Program tersebut melibatkan relawan untuk saling membantu warga di sekitar tempat tinggal ketika terjadi pagebluk. Relawan Jogo Tonggo, kata Irma, sangat membantu memberikan pemahaman mengenai urgensi vaksinasi Covid-19 kepada masyarakat yang tergolong rentan dan berisiko tinggi.
Program ini juga dilengkapi dengan kegiatan vaksinasi, terutama di kota dan kabupaten yang memiliki tingkat vaksinasi yang rendah. Irma mengungkapkan, praktik Jogo Tonggo di lapangan terintegrsai dengan database Covid-19 Jateng. ”Itu ada pencatatan dari diagnostik hingga subjek,” tuturnya.
Hal serupa terjadi di Kabupaten Pinrang, Sulawesi Selatan. Vaksinasi massal di kawasan itu bisa berjalan dengan baik berkat sinergi lintas sektor, seperti kolaborasi yang melibatkan militer dan polisi.
”Kita di Pinrang juga ada mobil layanan kesehatan. Ketika mobil ini digunakan, bisa sangat membantu keterjangkauan vaksinasi ke kelompok rentan dan berisiko tinggi,” ucap Kepala Dinkes Kabupaten Pinrang, Dyah Puspita Dewi.
Namun, penyelenggaraan kegiatan penanggulangan Covid-19 bukannya tanpa masalah. Beberapa hambatan dialami oleh kelompok rentan, termasuk ihwal akses vaksinasi. Aktivis komunitas Tuli, Amanda Farlany, mengaku sempat kesulitan mengakses vaksin karena ketiadaan sarana transportasi dan keterbatasan komunikasi.
Masalah bahasa menjadi kendala utamanya. Ketika datang untuk mengantre vaksin, Amanda tidak bisa mendengar panggilan dari petugas. ”Jadi antre urutan bisa terlewat,” keluhnya. Untuk itu, ia menyarankan pemerintah agar menyediakan layanan khusus untuk penyandang Tuli. ”Komunikasi jadi penting, misalnya fasilitas juru bahasa tuli.”

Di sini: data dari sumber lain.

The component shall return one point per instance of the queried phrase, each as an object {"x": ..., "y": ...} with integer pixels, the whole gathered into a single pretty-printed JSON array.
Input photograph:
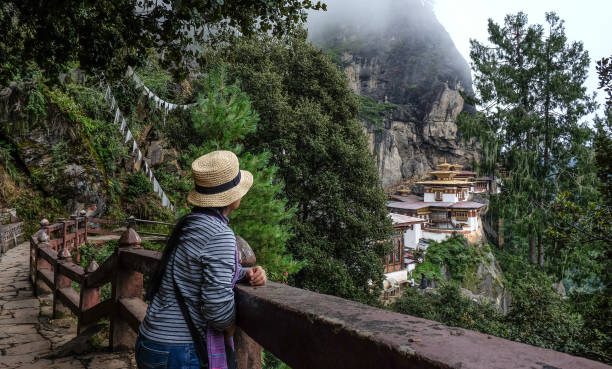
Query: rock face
[
  {"x": 484, "y": 283},
  {"x": 64, "y": 168},
  {"x": 404, "y": 57}
]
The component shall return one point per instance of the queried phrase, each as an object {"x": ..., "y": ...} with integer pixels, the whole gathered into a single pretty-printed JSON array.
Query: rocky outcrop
[
  {"x": 405, "y": 58},
  {"x": 483, "y": 282},
  {"x": 63, "y": 168}
]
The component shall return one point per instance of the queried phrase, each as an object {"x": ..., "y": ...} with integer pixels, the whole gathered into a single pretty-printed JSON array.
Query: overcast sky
[{"x": 589, "y": 21}]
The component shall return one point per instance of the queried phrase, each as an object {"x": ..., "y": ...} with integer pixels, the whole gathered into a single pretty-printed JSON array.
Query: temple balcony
[{"x": 302, "y": 328}]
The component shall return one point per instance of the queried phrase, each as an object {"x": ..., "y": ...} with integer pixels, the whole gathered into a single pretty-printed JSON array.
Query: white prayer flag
[{"x": 117, "y": 116}]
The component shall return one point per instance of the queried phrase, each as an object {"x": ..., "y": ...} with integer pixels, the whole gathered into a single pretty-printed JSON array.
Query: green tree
[
  {"x": 221, "y": 121},
  {"x": 530, "y": 86},
  {"x": 308, "y": 123},
  {"x": 110, "y": 35},
  {"x": 604, "y": 69}
]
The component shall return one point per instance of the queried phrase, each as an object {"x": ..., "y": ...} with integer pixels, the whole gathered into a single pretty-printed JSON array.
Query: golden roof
[
  {"x": 445, "y": 182},
  {"x": 445, "y": 165}
]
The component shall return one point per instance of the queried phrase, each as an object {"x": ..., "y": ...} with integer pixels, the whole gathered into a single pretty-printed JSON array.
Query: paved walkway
[{"x": 29, "y": 337}]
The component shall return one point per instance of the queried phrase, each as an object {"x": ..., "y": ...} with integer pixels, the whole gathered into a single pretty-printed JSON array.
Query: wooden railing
[
  {"x": 303, "y": 328},
  {"x": 10, "y": 236}
]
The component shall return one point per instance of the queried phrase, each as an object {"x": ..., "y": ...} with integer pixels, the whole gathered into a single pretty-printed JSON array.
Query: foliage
[
  {"x": 530, "y": 85},
  {"x": 538, "y": 316},
  {"x": 98, "y": 253},
  {"x": 450, "y": 307},
  {"x": 110, "y": 35},
  {"x": 604, "y": 69},
  {"x": 137, "y": 185},
  {"x": 582, "y": 238},
  {"x": 309, "y": 125},
  {"x": 6, "y": 159},
  {"x": 269, "y": 361},
  {"x": 222, "y": 120},
  {"x": 454, "y": 253},
  {"x": 541, "y": 317},
  {"x": 603, "y": 155}
]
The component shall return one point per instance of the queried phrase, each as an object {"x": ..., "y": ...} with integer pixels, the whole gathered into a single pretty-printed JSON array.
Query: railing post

Merespons hal itu, Direktur Pengelolaan Imunisasi Ditjen P2P Kemenkes Prima Yosephine mengatakan kolaborasi lintas sektor akan sangat membantu. Tiap sektor akan bergerak ke kantong populasi tertentu, semisal kelompok rentan.
Selain itu, pendekatan penanganan wabah harus dilakukan dengan penyesuaian terhadap kearifan lokal di daerah setempat. ”Misalnya, ada organisasi masyarakat setempat yang membantu menjangkau ke masyarakat adat Baduy. Ini bisa menjadi kolaborasi antarelemen masyarakat yang sangat membantu program pemulihan, khususnya vaksinasi,” jelas Prima.